THE WISDOM OF TRAUMA is a seven-day series with Dr. Gabor Maté, a Hungarian-Canadian physician, who is a renowned addiction expert. His seminal book In The Realm Of Hungry Ghosts draws on science and real-life stories to posit that all addictions originate in trauma and emotional loss. He says that “all is not well” in our society as supported by the rising numbers of addictions, overdoses, suicides, mass shootings, and child abuse. He calls for a more compassionate approach toward the issues facing humanity, especially addiction.
My reflection: Gabor’s movie airs between June 8 – 14, but this trailer touched me deeply. I asked my son to watch it, and he responded, “Maté seems so earnest and dedicated. You can tell he’s driven by a higher calling.”
Today’s Promise to consider: Education is key to understanding. Today, we have many quality resources, including cutting-edge research in the field of addiction, harm-reduction advances, and help from psychologists, counselors, and those in recovery. Maté emphasizes compassion when dealing with our suffering loved ones. Today, let us bring the healing light of compassion to trauma and the wounded human soul.
A mother wrote to me: My son got arrested and we hired a lawyer, bailed him out, but he kept using and stealing. He got arrested again and bailed himself out. We knew he was dying so we asked the lawyer to have the judge put him back in jail.
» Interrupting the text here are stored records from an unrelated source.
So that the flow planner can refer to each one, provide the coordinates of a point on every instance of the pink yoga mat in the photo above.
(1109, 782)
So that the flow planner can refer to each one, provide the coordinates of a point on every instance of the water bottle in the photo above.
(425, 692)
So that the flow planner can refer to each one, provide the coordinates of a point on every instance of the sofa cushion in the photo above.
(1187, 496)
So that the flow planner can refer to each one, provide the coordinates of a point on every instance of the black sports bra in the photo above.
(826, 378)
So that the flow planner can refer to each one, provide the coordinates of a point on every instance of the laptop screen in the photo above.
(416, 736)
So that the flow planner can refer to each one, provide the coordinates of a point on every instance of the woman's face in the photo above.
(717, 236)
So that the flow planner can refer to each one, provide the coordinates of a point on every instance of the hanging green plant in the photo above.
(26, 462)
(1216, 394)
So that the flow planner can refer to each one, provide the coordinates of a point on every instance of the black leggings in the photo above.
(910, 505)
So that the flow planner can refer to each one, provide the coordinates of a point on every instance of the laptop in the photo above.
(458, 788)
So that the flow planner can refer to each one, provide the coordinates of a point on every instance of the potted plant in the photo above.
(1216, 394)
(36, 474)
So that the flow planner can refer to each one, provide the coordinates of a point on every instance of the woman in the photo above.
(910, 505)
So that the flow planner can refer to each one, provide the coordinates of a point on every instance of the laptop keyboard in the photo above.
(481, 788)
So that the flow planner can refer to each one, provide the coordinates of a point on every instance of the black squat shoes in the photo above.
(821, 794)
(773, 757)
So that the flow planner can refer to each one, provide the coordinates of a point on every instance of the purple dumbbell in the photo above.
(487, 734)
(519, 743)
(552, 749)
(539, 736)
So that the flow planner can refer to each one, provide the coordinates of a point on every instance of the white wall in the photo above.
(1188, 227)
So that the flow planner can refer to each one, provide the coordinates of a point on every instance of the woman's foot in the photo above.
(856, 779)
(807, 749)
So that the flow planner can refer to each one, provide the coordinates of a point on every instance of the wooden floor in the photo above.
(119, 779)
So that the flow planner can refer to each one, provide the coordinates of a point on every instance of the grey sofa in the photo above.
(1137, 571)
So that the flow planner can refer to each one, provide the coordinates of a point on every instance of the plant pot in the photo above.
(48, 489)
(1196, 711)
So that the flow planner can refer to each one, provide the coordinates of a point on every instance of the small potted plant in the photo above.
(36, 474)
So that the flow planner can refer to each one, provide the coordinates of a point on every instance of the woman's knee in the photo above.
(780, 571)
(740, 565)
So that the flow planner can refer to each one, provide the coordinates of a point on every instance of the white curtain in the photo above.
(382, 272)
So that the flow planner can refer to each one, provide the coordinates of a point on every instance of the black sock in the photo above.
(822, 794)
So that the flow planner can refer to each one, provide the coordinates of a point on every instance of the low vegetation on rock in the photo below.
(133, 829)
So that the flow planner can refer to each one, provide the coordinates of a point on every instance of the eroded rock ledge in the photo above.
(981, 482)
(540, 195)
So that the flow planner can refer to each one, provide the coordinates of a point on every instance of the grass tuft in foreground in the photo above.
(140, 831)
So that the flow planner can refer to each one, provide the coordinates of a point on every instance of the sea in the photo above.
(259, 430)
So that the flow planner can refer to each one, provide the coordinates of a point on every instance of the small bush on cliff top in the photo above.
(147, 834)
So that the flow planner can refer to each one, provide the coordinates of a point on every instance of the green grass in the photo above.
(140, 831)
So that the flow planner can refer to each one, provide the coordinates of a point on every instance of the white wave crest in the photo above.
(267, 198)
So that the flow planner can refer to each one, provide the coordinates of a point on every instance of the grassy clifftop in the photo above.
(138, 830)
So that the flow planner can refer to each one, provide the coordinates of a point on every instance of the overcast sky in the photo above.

We told our son we would not bail him out, that we loved him but would no longer let his addiction destroy the family. All the love in the world was not enough to make him stop.
A young girl, who relapsed with a crystal meth addiction, wrote to me: I am addicted again. It’s been two years since l relapsed. I am convinced everyone hates me. I constantly hear voices that tell me that they will kill me, I’m ugly, I’m disgusting or that l smell. Some days l have eight showers, and other days it takes all day to have one. Most days, I don’t trust the water out of the tap. I can’t talk with my mom – I’m afraid the stress will kill her. My lifelong friends and family have nothing to do with me. I abuse my mom day and night, and I hate myself for this.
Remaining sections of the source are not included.